Yıllar önce ilahi emirle tebliğ edilmiş, uygulanmış örnek yaşam anlayışı bu gün yeni keşfedilmiş gibi, farklı söylemlerle akademik tanımlamalarla gün yüzüne çıkarılmakta, buna çevre bilinci sürdürülebilir yaşam ilkesi denmektedir. Bunu yaparken yine samimi değiller, bu örgütlenmenin altında rant, dini ve siyasi hükmetme sevdası yatmaktadır.

Sürdürülebilir yaşam ilkesi, nedir, nasıldır? Merak edenimiz açıp bakanımız oldu mu, bunu sorgulamalıyız. Açılımı canlıların hayatlarını idame ettirebileceği ölçüde dünyadan istifade etmesidir. Dünya çevre örgütlerinin son onbeş yılda ağızlarından düşürmedikleri sanki yeni keşfedilmiş gibi kullandıkları bu çevre sloganı sürdürülebilir yaşam ilkesine insanlık hiçte yabancı değildir. Bu tanımlama Kur’an’ın anlatımı, Rasulullah’ın sünneti, dinimizin insanlığa emridir.

Yaşadığımız dünyayı eşit olarak her canlının kullanma hakkı vardır. Dünya bize ayrılmış sınırlar içerisinde asgari ölçüde kullanılarak evlatlarımıza teslim edeceğimiz bir emanettir… O halde varlıklı olmak her şeyi alabilme, hoyratça kullanabilme hakkını insanlara vermemektedir. Dünya bitmez tükenmez kaynaklar mekânı değildir. Hayati ihtiyacımızdan fazla tüketmenin haram olduğu unutulmamalıdır. Yaratılış gayesini bilenler bunun farkındadır. Peygamberimizin suyun bol olduğu nehir kıyısında dahi, abdest alırken ‘israftan kaçının’ öğüdünün gerekçesi budur.

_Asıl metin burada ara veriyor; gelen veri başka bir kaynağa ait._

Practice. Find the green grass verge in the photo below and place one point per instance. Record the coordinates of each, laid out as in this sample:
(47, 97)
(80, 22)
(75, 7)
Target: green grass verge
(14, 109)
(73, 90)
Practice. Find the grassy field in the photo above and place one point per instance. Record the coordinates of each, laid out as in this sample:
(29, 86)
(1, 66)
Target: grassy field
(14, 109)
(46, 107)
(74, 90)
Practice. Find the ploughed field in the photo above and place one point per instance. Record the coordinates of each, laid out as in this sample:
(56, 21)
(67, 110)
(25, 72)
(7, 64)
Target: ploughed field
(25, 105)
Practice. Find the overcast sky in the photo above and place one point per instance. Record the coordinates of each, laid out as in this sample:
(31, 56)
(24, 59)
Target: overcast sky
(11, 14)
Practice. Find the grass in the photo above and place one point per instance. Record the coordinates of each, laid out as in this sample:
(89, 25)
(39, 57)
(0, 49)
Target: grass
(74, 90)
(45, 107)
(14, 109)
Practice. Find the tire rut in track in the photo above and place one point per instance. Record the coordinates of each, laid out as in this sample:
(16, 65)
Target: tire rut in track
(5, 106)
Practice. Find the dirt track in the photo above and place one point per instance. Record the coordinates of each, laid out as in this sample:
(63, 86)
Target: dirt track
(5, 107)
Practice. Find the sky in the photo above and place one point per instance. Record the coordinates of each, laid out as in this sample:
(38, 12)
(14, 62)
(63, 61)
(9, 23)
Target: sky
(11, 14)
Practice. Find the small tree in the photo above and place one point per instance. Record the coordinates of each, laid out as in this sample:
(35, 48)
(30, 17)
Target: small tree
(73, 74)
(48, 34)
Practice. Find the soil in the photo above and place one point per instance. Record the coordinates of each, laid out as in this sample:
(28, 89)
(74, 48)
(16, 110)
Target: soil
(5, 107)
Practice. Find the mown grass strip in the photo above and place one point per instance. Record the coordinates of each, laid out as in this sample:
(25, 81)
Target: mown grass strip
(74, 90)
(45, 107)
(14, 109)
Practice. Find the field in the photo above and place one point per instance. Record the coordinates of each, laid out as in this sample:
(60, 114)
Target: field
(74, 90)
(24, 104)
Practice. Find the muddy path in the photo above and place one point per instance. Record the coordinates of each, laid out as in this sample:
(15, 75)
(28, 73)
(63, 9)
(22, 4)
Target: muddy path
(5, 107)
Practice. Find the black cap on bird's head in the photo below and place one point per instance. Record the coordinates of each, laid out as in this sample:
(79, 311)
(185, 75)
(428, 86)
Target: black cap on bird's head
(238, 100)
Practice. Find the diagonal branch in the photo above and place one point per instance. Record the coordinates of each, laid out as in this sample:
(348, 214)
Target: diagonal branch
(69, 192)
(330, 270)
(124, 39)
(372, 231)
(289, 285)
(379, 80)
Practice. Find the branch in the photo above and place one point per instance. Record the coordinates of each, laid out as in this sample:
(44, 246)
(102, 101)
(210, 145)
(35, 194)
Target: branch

Unutulmamalı ki ihtiyacımız dışında kullandığımız her şey birilerinin hakkı olan bizim fazladan tükettiğimizdir. Bir bluejean üretmek için 30 ton temiz su kullanıldığını düşünürsek ikinci bir bluejeanımızın olması, susuzluktan hayatını kaybedenlerden daha önemli olmamalıdır. Hulasa ihtiyacımız dışında malik olduğumuz her şeyin bir hesabı olmalıdır.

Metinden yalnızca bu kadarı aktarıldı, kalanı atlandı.